In this short novella Gaiman once again weaves a tale full of imagination and darkness. Coraline is a girl with a wide imagination who is easily bored. She has recently moved into a flat in an old house and wishes to explore and ignores her parents suggestions of watching TV and reading, which she does a lot anyway. Curiosity gets the better of Coraline as she steals mother’s keys and enters the locked door in the drawing room to enter a mirror image of her flat. However, she meets her ‘other mother’ and finds herself trapped in a new reality.
I really enjoyed reading this book, because the story is well told and the imagery in Coraline is brilliant. Coraline deals with the themes of loneliness and fear, in the world where she is trapped by her monstrous other mother. Neil Gaiman makes in no secret that he was the guy in the corner reading a book and this story focusing heavily on how our own minds can trap us in imaginary worlds where everyone appears against us.

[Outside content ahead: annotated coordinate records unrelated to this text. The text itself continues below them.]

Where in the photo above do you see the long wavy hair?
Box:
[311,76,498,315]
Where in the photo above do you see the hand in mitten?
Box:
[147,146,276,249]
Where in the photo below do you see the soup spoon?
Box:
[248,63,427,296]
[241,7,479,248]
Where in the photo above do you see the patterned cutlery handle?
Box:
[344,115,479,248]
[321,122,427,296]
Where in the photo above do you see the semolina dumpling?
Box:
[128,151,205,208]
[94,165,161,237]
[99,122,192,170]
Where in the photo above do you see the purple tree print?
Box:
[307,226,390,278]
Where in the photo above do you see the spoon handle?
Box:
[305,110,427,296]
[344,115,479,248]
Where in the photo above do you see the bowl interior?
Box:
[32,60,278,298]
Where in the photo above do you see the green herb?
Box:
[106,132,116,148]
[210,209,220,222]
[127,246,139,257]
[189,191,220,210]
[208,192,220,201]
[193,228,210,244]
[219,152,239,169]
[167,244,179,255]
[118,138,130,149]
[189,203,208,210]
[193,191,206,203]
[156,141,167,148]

The great thing about Coraline, is that one could interpret the events of the book as a dream that Coraline has to battle out of so she can start school and carry on with life. The first chapter of this book describes the other inhabitants of the house, which included a man who claimed to have a circus of mice. The circus of mice may not have been a reality in a physical sense but in a mental sense it was real.
Coraline is a short but enjoyable read, plus it has a cat that talks. The idea of feeling trapped is explored well in a novella that can be described as a dark fairy tale. Despite being targeted at children, I recommend this as a book that readers of all ages should read.